Yesterday, I was happily slurping away at my noodle and bok choy soup, when suddenly I felt it: sand rasping against my molars. I pushed the bowl away and swished my mouth out with a few tall glasses of water, but I was haunted by phantom gravel for the rest of the day.
Yes, there are far more pressing issues in the world than a little bit of foreign matter in my food, but we've all got our issues. When a restaurant can't take the time to properly rinse its greens, I can't help but wonder what else they're skimping on. I have an intense and visceral reaction to the feeling of grit in my food and if I do happen to return to a restaurant where that happened, I find myself bracing before each bite. It's mostly easier for me not to return.

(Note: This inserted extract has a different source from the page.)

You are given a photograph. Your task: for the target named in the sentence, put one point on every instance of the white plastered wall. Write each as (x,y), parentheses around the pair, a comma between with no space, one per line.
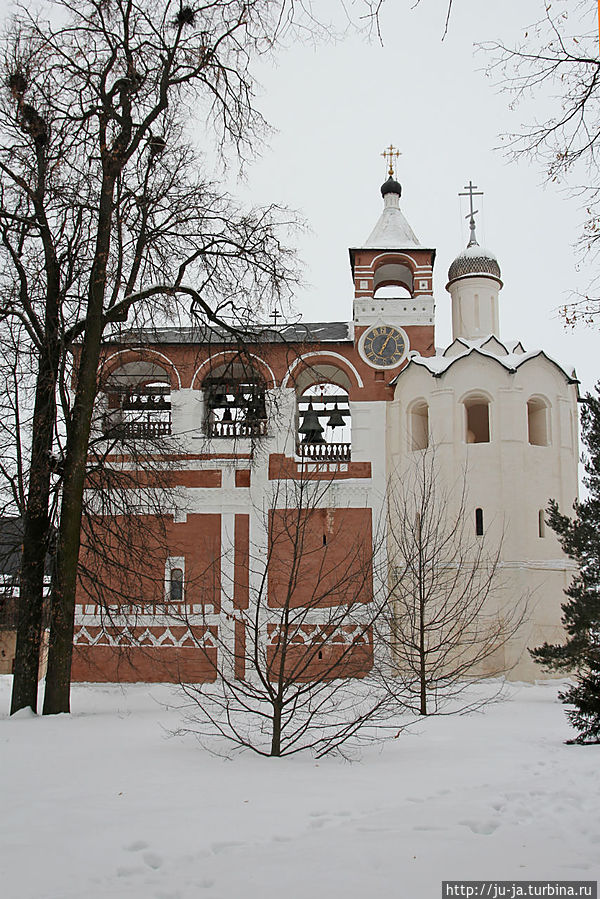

Was I too easily aggrieved? I turned to Twitter to ask people what might cause them to cross a restaurant off their list. The answers came in fast and furious from food writers, chefs, servers and diners alike.
Here are a few of the most frequently mentioned or just plain nasty restaurant turnoffs:
1. Butt out!
@ChefChrisCody: "A dirty restaurant: dirty ceiling fan, unkept restrooms, servers w/ any towels, notepads, or nething touching their butt."
Say what? The New Orleans chef clarified.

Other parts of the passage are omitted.